Je vous propose d'évoquer à l'occasion dans ce thread des questions relatives au paysage. Il faut bien prendre garde que le paysage et la nature sauvage sont deux choses très différentes. Le paysage, dans les pays occidentaux, c'est la nature modifiée par l'homme : pas un coin de France, sinon quelques cimes montagneuses, qui n'ait changé d'aspect de multiples fois au cours des 2000 dernières années. C'est aussi la nature telle qu'elle est vue par l'homme : la notion de paysage ne désigne pas la surface terrestre et la végétation dans leur fonctionnement biochimique, mais la représentation que se fait l'homme de son environnement. D'où l'importance du paysage en peinture.
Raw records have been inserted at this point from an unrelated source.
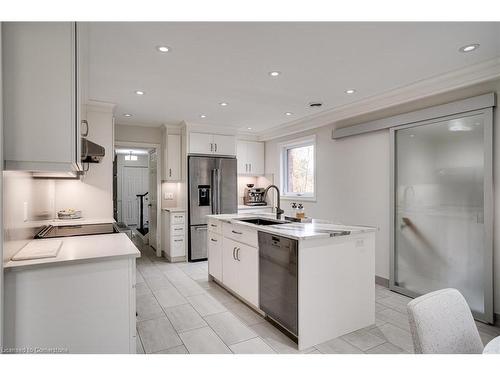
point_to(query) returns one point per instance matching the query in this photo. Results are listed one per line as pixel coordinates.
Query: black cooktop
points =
(51, 231)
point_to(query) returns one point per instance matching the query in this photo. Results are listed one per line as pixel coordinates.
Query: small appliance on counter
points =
(69, 214)
(254, 196)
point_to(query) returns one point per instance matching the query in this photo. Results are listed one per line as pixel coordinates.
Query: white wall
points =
(353, 176)
(94, 193)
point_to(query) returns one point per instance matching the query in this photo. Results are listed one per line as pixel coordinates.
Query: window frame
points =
(283, 148)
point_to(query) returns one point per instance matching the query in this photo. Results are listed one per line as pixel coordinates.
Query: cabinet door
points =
(201, 143)
(255, 157)
(230, 264)
(173, 171)
(39, 73)
(241, 157)
(224, 144)
(215, 255)
(248, 273)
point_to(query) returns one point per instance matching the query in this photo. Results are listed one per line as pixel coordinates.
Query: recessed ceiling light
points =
(469, 47)
(315, 104)
(163, 49)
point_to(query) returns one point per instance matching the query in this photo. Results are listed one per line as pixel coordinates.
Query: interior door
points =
(442, 202)
(132, 185)
(153, 201)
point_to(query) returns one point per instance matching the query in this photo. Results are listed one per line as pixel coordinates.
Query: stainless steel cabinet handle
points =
(86, 133)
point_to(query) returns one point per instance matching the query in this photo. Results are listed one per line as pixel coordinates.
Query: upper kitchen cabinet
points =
(217, 144)
(250, 157)
(173, 158)
(41, 101)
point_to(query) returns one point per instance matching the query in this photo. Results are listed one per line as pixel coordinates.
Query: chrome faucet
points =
(279, 211)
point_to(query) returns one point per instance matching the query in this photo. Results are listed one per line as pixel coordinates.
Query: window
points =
(298, 159)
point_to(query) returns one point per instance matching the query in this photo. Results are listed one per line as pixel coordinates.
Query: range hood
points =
(91, 152)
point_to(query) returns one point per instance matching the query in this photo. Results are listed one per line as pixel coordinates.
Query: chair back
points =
(441, 323)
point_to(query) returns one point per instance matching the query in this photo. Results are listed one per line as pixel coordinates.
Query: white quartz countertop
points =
(300, 231)
(83, 249)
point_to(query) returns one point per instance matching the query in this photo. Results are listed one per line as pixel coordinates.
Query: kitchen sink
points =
(261, 221)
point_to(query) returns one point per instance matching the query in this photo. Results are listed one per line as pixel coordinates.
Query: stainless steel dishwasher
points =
(278, 280)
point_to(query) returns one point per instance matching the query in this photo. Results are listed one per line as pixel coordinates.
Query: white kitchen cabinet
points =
(224, 144)
(216, 144)
(215, 255)
(240, 270)
(229, 264)
(173, 170)
(41, 85)
(175, 235)
(250, 157)
(86, 307)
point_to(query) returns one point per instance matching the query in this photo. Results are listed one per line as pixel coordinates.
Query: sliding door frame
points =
(414, 121)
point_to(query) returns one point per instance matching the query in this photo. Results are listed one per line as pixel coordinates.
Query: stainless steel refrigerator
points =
(213, 189)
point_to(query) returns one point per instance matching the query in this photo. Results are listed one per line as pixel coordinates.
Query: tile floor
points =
(181, 311)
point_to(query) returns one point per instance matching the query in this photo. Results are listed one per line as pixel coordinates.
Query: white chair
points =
(441, 323)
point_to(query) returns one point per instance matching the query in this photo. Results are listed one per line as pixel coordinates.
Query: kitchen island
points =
(80, 301)
(316, 281)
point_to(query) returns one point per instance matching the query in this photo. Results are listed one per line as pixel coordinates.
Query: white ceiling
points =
(214, 62)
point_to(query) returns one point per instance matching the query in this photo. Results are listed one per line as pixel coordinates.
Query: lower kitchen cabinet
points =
(240, 264)
(215, 255)
(86, 307)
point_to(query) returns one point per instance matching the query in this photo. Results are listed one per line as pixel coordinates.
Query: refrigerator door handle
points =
(215, 191)
(218, 192)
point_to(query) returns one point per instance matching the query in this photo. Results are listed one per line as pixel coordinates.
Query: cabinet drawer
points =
(177, 218)
(177, 247)
(177, 230)
(215, 226)
(241, 233)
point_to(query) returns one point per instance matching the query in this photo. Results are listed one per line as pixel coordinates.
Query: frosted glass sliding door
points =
(442, 208)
C'est donc l'évolution de la nature visible, soit spontanément, soit sous l'action de l'homme, ainsi que les tentatives de celui-ci pour préserver celle-ci. Parmi les threads qui traitent de ce sujet en France, on trouvera :

Natura 2000
Erosion du littoral
Parcs nationaux

Et c'est aussi le paysage urbain ainsi que les infrastructures créées par l'homme à travers la nature (routes, voies ferrées, usines). La plupart des threads de ce forum en traitent d'une manière ou d'une autre.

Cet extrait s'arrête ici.